Mokyr is trying to discover what made China less inventive after the 13th and 14th centuries. He doesn’t settle on anything in particular but suggests that the overly large role of the Chinese state in promoting technological change made Chinese invention very vulnerable to withdrawal of that state support. So, whenever the state decided that technological change was too destabilizing for society, invention was more likely to cease than it was in, say, polycentric Europe, where a competitive state system ensured that inventors who were in a repressive society could flee to a more liberal one, and set up their trade there. It’s probably not a coincidence that two of the most liberal societies in Europe, the Netherlands and the United Kingdom, were also particularly inventive. They both took on many, many refugees from other countries in Europe. Huguenots from France, for example, helped to set up textile industries and also the watchmaking industry in Britain.

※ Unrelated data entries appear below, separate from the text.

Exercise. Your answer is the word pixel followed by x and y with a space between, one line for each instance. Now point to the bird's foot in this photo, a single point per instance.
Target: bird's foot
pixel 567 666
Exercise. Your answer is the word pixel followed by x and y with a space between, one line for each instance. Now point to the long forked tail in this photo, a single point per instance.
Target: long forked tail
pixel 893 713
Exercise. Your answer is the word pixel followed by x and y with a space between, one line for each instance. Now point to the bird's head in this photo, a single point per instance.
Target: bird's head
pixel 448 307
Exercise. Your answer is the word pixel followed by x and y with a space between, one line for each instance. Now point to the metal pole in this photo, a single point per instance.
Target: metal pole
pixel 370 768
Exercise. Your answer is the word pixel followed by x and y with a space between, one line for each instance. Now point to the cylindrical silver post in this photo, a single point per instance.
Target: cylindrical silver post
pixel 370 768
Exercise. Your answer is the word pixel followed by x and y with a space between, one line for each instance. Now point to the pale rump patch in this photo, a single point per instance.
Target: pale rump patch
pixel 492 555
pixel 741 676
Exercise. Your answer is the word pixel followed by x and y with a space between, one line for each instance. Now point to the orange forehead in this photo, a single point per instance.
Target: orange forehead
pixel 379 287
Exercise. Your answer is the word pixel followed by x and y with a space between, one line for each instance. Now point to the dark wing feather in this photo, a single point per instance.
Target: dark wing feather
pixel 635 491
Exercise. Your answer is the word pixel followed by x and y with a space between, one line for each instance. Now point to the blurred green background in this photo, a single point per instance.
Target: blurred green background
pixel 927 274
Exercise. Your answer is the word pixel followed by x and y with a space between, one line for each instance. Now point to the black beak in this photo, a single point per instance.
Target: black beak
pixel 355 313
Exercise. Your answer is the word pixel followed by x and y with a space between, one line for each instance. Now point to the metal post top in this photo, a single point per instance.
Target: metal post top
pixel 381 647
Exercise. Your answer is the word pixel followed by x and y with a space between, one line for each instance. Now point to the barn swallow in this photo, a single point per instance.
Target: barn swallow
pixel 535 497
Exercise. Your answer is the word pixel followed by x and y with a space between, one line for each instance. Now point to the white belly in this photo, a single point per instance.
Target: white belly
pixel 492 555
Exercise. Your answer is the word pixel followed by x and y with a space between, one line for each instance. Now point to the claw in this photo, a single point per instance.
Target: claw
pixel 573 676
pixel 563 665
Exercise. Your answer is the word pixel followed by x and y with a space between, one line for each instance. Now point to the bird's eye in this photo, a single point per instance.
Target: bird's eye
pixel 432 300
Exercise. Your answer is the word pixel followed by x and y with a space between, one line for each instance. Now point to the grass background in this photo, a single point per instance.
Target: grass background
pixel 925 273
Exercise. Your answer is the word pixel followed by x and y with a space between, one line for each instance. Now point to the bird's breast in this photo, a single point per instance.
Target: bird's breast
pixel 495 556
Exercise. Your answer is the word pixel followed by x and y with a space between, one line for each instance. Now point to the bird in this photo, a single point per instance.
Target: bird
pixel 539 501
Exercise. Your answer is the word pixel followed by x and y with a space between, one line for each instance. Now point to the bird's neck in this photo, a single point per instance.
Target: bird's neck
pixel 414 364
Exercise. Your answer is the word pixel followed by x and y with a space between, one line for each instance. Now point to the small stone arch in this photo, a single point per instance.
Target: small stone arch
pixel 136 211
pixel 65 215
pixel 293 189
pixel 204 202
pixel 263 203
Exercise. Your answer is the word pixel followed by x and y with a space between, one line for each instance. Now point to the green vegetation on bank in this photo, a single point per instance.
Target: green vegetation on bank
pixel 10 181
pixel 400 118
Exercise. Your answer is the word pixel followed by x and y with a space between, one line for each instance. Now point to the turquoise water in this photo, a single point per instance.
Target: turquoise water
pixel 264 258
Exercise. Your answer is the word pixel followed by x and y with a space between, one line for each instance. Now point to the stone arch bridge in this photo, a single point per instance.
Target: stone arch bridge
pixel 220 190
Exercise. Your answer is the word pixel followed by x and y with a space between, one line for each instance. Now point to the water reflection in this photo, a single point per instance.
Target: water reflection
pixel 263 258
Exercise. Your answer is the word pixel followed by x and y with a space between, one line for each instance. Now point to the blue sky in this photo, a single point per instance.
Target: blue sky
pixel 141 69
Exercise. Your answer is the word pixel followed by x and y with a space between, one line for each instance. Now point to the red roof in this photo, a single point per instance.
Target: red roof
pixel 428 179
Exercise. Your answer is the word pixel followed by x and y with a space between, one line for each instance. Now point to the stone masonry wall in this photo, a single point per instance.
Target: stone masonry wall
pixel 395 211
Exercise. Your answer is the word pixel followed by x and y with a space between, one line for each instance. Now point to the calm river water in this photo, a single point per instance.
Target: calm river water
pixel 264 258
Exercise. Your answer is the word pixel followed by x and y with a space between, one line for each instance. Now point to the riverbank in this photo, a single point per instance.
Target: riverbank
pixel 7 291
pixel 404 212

Isn't China's stagnation suspiciously close to the Mongol conquest? I don't know anything about their domestic policy regarding invention, but I do know they whisked away all the best engineers to the other side of the world to build siege engines. Maybe that hurt or even severed their capacity for transfering their expertise to the next generation?
That Japan was able to catch up quickest to the Western challenge, and had the non-European institutional structure most like (medieval) Europe’s, strongly suggests an early established NW Europe advantage that had little to do with colonialism.